“But, my good fellow, why do you speak in this manner?” asked the surgeon; “you don’t wish to die, do you?”

“He’s one of the Tory League, doctor, and thought he wor goin’ under,” ventured to say one of the soldiers.

“One of the Tory League, eh?” exclaimed the surgeon, with a look of surprise. “Ah! I understand his wish to die; he’s afraid that he has escaped one mode of dying to suffer a worse, which he has deserved a hundred times for his black deeds.”

With an almost superhuman effort, the wounded man sprung to his feet, his face livid with passion.

“Ye’ve desaved me!” he fairly shrieked, pointing his bloody hand at the commander of the dragoons.

“I told you what I conscientiously thought to be true. I believed you to be dying and I told you so. You betrayed yourself,” calmly replied the lieutenant.

“Ye lie! Ye’ve desaved me, I tell ye!” and with a howl of rage, the ruffian, a fiendish look overspreading his scowling brow, drew forth a dagger he had concealed in his bosom, and sprung at the officer.

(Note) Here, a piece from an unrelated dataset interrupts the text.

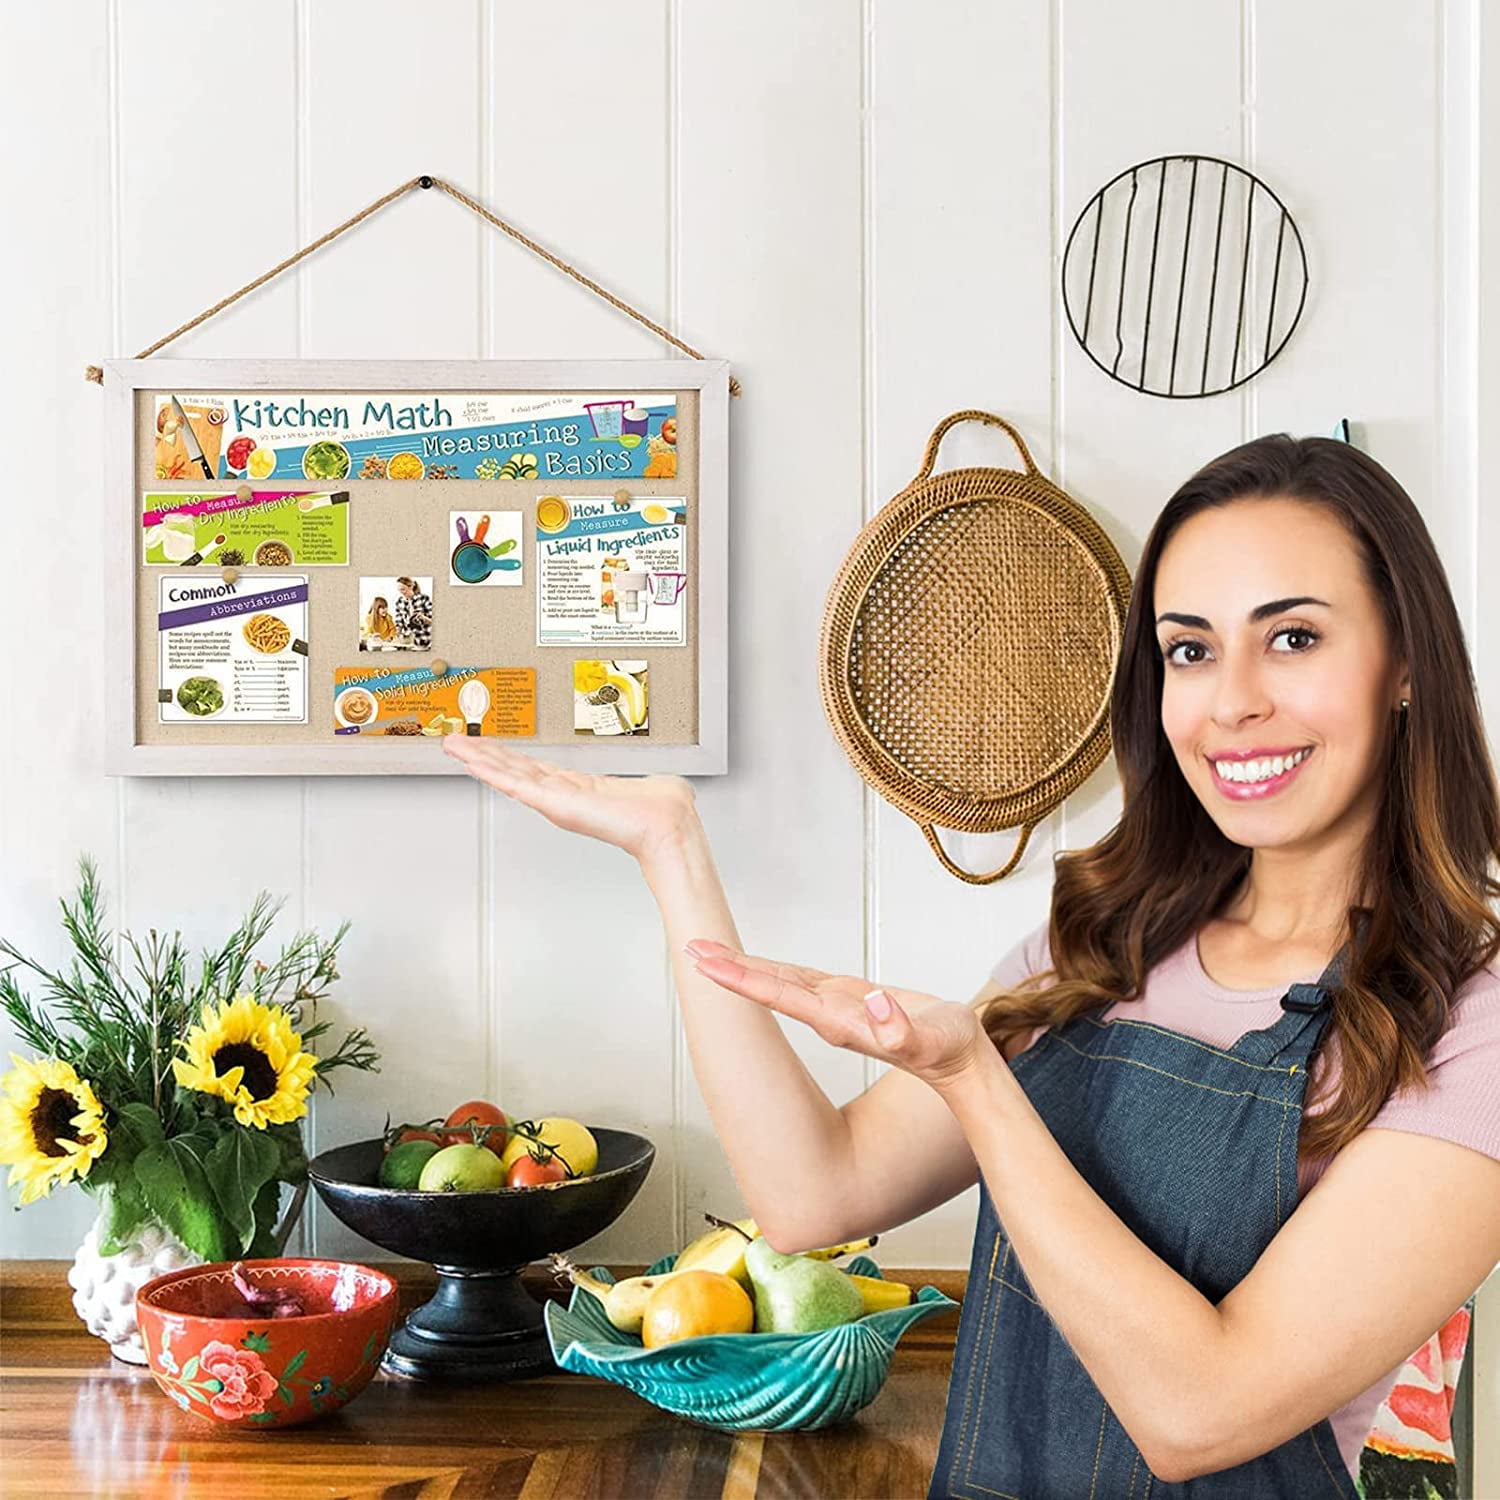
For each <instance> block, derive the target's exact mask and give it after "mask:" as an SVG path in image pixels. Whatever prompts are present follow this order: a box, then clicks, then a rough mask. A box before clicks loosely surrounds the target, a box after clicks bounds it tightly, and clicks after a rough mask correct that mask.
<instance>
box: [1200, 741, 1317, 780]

In an instant, he was seized by a dozen hands, and disarmed before he could carry out his design. The villain, seeing his plans frustrated, cast a diabolical look at his intended victim, then settled into a dogged quietude.

“Answer the questions I put to you,” said the lieutenant, approaching the Tory, “and you are a free man, though you should have merited a thousand deaths for your bloody acts.”

The man only looked at his interlocutor, but made no answer.